Le concept d’organisation de l’exposition vise à résoudre un problème qui afflige, en particulier ceux qui réalisent des œuvres à grande échelle d’artistes. “Beaucoup de choses vous reviennent dans des caisses”, comme l’a dit M. Hart l’a dit, “empilé dans chaque recoin de son studio”. ”

M. Le travail de Sodi sera présenté dans l’espace d’exposition du rez-de-chaussée, avec des œuvres de techniques mixtes dans la même veine que celles de Venise, et une série réalisée sur les sacs de jute commerciaux utilisés pour transporter les piments séchés mexicains.

Il y aura aussi des sculptures : certaines en argile ; autres en céramique, roche volcanique émaillée; et une miniversion de l’un de M. L’œuvre d’art publique la plus connue de Sodi, “Muro”, pour laquelle M. Sodi a créé le mur de 6 pieds de haut et 26 pieds de long en argile mexicaine sur la place Washington de Manhattan – puis l’a fait démonter brique par brique – au cours de la première année de la présidence de Donald J. Trump lorsque “Build Ce mur ! était devenu un chant anti-immigration et anti-mexicain lors de rassemblements à travers le pays.

Cette sélection de M. L’œuvre de Sodi sera placée sur des rochers peints par Izumi Kato et de grands pots par le célèbre céramiste Shiro Tsukimura. M. Sodi considère les deux artistes, basés principalement au Japon, comme des amis proches et des influences majeures sur son travail.

Parsemés dans l’ancienne salle d’exposition automobile, il y aura deux autres spectacles distincts. La plus vaste est une étude de la sculpture mexicaine contemporaine par M. Sodi et 16 artistes, dont Jose Dávila, Gabriela Galván, Ale de la Puente, Tania Candiani, qui a représenté le Mexique à la Biennale de Venise en 2015 ; et Mario Navarro, qui est M. Atelier Sodi et chef de projet du nouveau musée.

Seront également exposées trois œuvres à grande échelle d’un autre de M. Les amis proches de Sodi, Ugo Rondinone, né en Suisse et basé à Harlem.

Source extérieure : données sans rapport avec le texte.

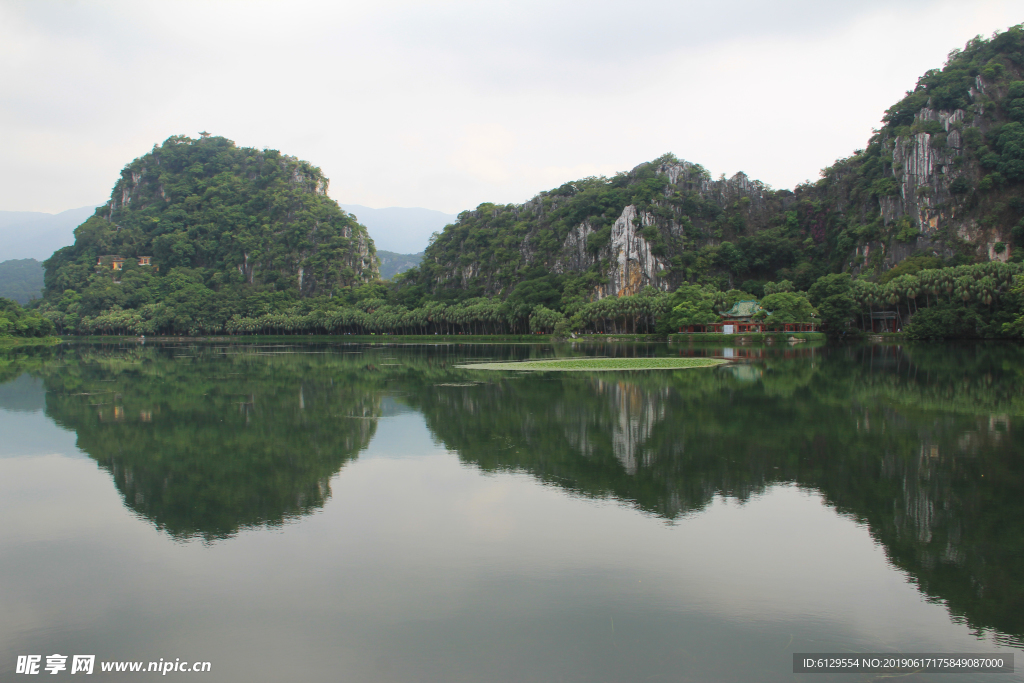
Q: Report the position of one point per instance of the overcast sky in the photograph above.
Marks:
(450, 103)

“Bosco pense à tout en termes de personnes.” dit M. Cerf. “Cette première exposition est une grande carte sociale de la vie artistique de Bosco car elle reflète des personnes importantes pour lui du Mexique, du Japon et de New York.”

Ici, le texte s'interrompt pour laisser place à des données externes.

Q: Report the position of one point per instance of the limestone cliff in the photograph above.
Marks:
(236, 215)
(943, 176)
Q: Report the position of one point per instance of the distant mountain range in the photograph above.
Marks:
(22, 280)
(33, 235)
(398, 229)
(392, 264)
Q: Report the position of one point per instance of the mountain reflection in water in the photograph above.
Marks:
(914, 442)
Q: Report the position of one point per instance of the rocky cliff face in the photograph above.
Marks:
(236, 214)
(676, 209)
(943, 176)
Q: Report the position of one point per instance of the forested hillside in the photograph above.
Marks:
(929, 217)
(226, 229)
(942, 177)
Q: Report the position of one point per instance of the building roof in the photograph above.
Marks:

M. Le plan de Sodi pour une programmation toute l’année était une bonne nouvelle pour Marina Lombardi, originaire de Monticello, qui dirige Nesin Cultural Arts, un petit programme d’éducation aux arts visuels et du spectacle pour les enfants et les adolescents de la région. “Notre population triple ou quadruple en été, mais ceux d’entre nous qui vivent ici toute l’année veulent pouvoir faire des choses dans notre communauté”, a déclaré Mx. Lombardi, qui utilise des pronoms neutres.

Mx. Lombardi a déclaré que la région était devenue beaucoup plus diversifiée sur le plan ethnique ces derniers temps et a exprimé sa joie que l’Assemblée apporte un large éventail d’artistes et d’œuvres d’art du monde entier dans la communauté. Mais il sera important, ont-ils ajouté, que le nouveau musée “ne serve pas seulement les touristes” et aidera les habitants économiquement défavorisés et ceux qui ne sont pas familiers avec les musées à “se sentir comme s’ils pouvaient mettre les pieds dans un tel endroit”.

M. Sodi a déclaré que juste au moment où Casa Wabi “est apparue comme un espace qui célébrerait l’art et les communautés environnantes”, il espérait que Monticello contribuerait également à façonner son nouveau musée. « Au bout du compte, l’art c’est mieux se comprendre, la terre, les autres humains. Tous les artistes ici ont des éléments de cela dans leur travail », a-t-il déclaré.